The International Monetary Fund (IMF) has suggested the government to give more teeth to the central bank and let it have power to liquidate sick financial institutions.
It is necessary for the overall financial stability, advisor at IMF’s Monetary and Capital Markets Department Paul Mathieu said, here today.
Addressing the concluding visit of IMF’s annual Article IV Discussions and Financial Sector Assessment Programme here today, he said that the Bank and Financial Institutions Act (BAFIA) should include a clause that can give power to the central bank to shut down or liquidate financial institutions that have little chance of being revived.
Currently, the central bank must move to the Applette Court for the permission to send a financial institution to liquidation that takes longer time. “However, the power to liquidate sick financial institutions with the central bank will ensure speedy liquidation,” he said, showing concern over existence of interconnected lending among the promoters of a financial institution and their businesses, asset quality and number of financial institutions.

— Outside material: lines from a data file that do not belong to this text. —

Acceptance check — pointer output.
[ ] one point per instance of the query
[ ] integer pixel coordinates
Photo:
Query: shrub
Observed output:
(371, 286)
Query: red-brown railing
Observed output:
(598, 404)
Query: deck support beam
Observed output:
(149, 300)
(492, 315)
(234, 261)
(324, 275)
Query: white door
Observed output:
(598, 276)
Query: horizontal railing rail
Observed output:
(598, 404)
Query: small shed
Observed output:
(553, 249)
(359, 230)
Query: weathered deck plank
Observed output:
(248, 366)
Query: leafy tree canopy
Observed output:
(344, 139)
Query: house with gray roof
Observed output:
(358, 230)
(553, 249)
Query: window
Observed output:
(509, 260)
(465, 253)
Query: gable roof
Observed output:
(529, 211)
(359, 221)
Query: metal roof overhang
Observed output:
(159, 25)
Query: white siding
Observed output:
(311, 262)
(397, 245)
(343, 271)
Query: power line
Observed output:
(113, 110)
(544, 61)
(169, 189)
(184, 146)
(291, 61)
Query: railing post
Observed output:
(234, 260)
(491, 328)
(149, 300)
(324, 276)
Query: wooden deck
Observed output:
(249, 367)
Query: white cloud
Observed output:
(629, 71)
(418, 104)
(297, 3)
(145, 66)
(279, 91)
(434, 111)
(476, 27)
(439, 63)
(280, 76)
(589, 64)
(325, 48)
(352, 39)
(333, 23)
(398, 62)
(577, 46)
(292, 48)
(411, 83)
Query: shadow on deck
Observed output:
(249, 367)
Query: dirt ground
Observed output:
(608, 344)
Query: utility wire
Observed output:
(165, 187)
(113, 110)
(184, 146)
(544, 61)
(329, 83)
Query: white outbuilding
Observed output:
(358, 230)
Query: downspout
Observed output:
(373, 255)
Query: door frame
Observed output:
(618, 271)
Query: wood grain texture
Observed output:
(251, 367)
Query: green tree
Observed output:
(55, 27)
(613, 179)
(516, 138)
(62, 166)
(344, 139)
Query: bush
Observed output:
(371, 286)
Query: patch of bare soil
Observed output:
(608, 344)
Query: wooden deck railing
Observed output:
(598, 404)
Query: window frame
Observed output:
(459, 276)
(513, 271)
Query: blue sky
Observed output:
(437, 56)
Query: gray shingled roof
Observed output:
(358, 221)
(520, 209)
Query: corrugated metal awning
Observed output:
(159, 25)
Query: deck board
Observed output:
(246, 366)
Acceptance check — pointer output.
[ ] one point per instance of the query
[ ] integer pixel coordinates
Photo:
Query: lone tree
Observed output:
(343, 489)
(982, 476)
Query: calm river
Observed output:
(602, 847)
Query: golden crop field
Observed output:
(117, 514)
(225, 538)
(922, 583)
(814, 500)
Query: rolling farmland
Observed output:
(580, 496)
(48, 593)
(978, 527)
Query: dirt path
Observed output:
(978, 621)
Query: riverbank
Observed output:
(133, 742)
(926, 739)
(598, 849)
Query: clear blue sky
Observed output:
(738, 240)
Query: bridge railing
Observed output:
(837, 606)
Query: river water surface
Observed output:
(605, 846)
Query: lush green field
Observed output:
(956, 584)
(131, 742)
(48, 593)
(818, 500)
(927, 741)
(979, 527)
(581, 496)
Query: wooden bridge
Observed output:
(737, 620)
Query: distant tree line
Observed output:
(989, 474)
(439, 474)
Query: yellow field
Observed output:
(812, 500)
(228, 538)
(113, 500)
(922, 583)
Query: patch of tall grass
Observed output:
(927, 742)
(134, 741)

The IMF also recommended strengthening of legal framework by upgrading BAFIA, Deposit Insurance Act and initiating the mechanism of collateral registry to avoid possibility of multiple pledging of the same collateral.

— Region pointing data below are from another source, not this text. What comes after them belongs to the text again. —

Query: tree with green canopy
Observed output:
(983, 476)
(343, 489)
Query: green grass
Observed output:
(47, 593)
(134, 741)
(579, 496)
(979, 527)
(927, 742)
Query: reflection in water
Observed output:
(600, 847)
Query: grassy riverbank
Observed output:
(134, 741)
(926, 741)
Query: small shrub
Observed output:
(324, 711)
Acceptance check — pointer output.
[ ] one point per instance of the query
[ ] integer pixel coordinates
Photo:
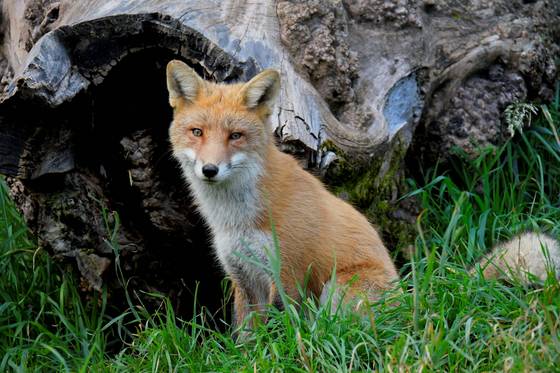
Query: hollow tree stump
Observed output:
(84, 113)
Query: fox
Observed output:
(243, 185)
(247, 191)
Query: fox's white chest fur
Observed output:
(231, 211)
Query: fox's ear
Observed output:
(182, 82)
(261, 90)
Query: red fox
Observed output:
(241, 182)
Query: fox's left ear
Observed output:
(261, 91)
(183, 83)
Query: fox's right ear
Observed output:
(182, 82)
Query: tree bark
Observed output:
(84, 114)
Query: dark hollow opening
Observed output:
(128, 144)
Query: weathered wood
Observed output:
(83, 112)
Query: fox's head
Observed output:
(220, 132)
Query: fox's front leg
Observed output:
(240, 306)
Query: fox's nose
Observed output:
(210, 170)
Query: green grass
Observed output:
(443, 320)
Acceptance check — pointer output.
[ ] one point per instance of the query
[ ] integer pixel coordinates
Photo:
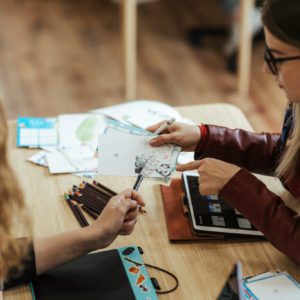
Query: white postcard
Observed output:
(71, 160)
(127, 155)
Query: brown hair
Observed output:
(12, 210)
(282, 18)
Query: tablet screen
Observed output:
(210, 213)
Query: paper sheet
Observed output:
(70, 160)
(80, 129)
(126, 155)
(141, 113)
(36, 132)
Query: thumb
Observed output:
(193, 165)
(129, 204)
(152, 128)
(162, 140)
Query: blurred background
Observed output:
(66, 56)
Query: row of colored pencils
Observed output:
(92, 198)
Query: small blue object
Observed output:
(36, 132)
(137, 274)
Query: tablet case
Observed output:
(177, 222)
(109, 275)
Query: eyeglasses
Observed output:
(271, 61)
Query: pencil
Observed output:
(75, 213)
(111, 192)
(90, 212)
(81, 215)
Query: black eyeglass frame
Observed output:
(271, 61)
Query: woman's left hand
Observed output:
(118, 217)
(214, 174)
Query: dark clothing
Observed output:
(259, 153)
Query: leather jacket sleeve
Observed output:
(258, 153)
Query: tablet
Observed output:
(210, 214)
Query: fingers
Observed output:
(134, 195)
(152, 128)
(162, 140)
(193, 165)
(127, 227)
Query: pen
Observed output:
(157, 131)
(164, 126)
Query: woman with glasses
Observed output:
(225, 157)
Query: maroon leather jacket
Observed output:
(258, 153)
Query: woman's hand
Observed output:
(214, 174)
(185, 136)
(118, 217)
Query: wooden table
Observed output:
(129, 39)
(201, 267)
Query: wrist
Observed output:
(91, 238)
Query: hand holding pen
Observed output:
(157, 131)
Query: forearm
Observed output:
(55, 250)
(256, 152)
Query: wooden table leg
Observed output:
(129, 32)
(245, 49)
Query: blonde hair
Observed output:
(12, 210)
(290, 160)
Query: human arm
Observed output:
(118, 217)
(257, 152)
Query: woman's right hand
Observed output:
(183, 135)
(118, 217)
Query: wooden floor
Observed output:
(65, 56)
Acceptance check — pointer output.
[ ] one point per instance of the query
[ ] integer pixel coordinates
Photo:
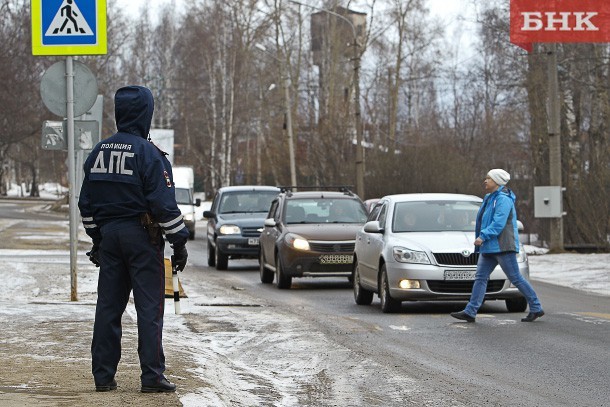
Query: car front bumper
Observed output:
(238, 246)
(296, 263)
(433, 285)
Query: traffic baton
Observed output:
(176, 286)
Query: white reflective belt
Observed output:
(174, 230)
(171, 222)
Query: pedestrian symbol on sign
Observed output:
(69, 21)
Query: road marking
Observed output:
(590, 317)
(596, 315)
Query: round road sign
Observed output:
(53, 89)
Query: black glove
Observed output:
(180, 256)
(94, 255)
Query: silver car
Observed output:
(420, 247)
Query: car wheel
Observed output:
(362, 296)
(221, 259)
(388, 304)
(516, 304)
(211, 255)
(266, 274)
(282, 280)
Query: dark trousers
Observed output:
(129, 262)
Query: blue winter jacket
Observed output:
(497, 222)
(126, 175)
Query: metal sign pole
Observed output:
(71, 176)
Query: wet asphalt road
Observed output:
(421, 356)
(561, 359)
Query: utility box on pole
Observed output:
(548, 202)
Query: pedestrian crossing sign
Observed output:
(68, 27)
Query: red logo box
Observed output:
(559, 21)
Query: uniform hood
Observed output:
(133, 110)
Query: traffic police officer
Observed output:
(127, 198)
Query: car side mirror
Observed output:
(373, 227)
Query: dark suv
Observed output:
(310, 234)
(235, 222)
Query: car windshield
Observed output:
(246, 201)
(183, 196)
(435, 216)
(324, 210)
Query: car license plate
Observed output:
(460, 274)
(336, 259)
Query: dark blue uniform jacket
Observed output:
(127, 176)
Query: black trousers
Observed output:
(129, 261)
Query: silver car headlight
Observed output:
(297, 242)
(229, 230)
(404, 255)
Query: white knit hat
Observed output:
(499, 176)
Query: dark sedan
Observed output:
(310, 234)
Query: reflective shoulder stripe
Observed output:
(171, 222)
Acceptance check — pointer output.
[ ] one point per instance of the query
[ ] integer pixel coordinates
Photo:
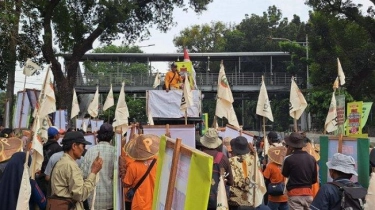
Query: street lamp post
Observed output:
(306, 44)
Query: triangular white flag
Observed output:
(47, 100)
(37, 146)
(340, 72)
(297, 101)
(122, 112)
(187, 96)
(110, 101)
(331, 120)
(25, 187)
(157, 80)
(75, 106)
(93, 108)
(263, 105)
(30, 68)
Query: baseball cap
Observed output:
(105, 128)
(53, 131)
(74, 137)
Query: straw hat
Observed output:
(309, 149)
(277, 154)
(9, 146)
(143, 147)
(211, 139)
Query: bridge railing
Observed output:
(246, 78)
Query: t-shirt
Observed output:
(273, 173)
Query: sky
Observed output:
(227, 11)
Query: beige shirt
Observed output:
(67, 181)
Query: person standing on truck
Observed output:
(173, 80)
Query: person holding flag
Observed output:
(173, 79)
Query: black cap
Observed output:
(74, 137)
(173, 65)
(105, 128)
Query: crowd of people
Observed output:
(287, 174)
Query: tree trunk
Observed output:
(11, 63)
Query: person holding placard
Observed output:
(301, 170)
(140, 174)
(104, 190)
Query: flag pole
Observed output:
(23, 100)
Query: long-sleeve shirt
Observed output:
(67, 181)
(301, 169)
(104, 189)
(172, 79)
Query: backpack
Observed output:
(353, 195)
(212, 201)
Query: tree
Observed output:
(74, 25)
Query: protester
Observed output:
(66, 178)
(341, 169)
(173, 79)
(104, 188)
(246, 192)
(273, 175)
(10, 184)
(142, 150)
(209, 144)
(301, 170)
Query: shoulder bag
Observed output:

“There are far too many banks and many are weak and small,” IMF’s mission chief for Asia and Pacific Department Alexander Pitt said, adding that although mergers are good, the central bank needs to be careful about not allowing merger of two bad institutions, which will create one bigger and weaker bank.
IMF also reiterated its stance against the central bank’s move to cap spread rate at five per cent. “The spread rate cap will increase the risk of mispricing of risks as the banks might lend at lower rate than economically viable just to maintain spread or may not lend at all,” the central bank’s advisor added.

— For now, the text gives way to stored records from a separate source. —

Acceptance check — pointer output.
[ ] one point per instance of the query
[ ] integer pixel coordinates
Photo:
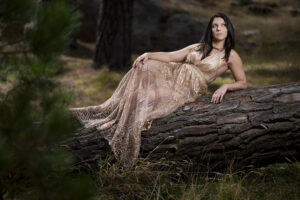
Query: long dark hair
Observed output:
(205, 45)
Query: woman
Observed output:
(159, 83)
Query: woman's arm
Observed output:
(236, 67)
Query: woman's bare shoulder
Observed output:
(234, 56)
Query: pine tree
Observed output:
(33, 113)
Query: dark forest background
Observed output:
(47, 64)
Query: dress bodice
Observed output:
(209, 66)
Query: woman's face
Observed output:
(219, 29)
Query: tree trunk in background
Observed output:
(113, 39)
(251, 127)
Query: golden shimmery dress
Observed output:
(145, 93)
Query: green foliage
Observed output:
(55, 24)
(150, 181)
(34, 117)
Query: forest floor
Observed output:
(270, 57)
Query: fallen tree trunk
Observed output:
(251, 127)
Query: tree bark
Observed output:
(113, 38)
(250, 128)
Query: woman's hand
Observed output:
(219, 94)
(143, 58)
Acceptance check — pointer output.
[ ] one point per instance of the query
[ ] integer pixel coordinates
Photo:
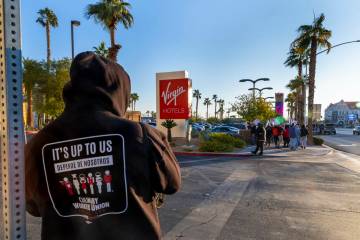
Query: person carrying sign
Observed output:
(91, 174)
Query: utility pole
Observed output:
(254, 83)
(76, 24)
(12, 128)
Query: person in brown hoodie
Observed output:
(91, 174)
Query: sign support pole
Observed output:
(11, 122)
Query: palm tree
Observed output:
(102, 50)
(215, 97)
(207, 103)
(47, 19)
(297, 58)
(313, 36)
(109, 13)
(295, 85)
(291, 100)
(197, 95)
(134, 97)
(221, 108)
(33, 74)
(169, 124)
(228, 112)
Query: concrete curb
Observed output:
(213, 154)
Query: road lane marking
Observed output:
(352, 163)
(347, 145)
(208, 219)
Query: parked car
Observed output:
(153, 124)
(237, 125)
(226, 129)
(356, 130)
(198, 127)
(329, 129)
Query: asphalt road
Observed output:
(307, 194)
(344, 140)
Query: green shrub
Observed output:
(318, 141)
(219, 142)
(223, 138)
(239, 143)
(215, 146)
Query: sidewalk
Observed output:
(247, 151)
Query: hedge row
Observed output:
(219, 142)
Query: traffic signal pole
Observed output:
(13, 220)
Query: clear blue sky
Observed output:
(218, 42)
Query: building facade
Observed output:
(343, 113)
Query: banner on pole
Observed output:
(174, 99)
(279, 104)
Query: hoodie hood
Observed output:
(97, 82)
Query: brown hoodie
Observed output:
(91, 174)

Likewise, the IMF also recommended to bring long term monetary instrument like treasury bills to manage excess liquidity from the market.
Growth in remittance that has helped improve rural economy has pushed up wages hitting competitiveness in agriculture and industry.
Mathieu, on the occasion, also stressed the need to effectively regulate mushrooming cooperatives as it could pose threat to the economy as a whole.
Economic growth at 4.5 per cent
The IMF has projected 4.5 per cent growth for the current fiscal year. the government had projected growth of 5.5 per cent due to growth and recovery in agriculture, strong services and rising public spending.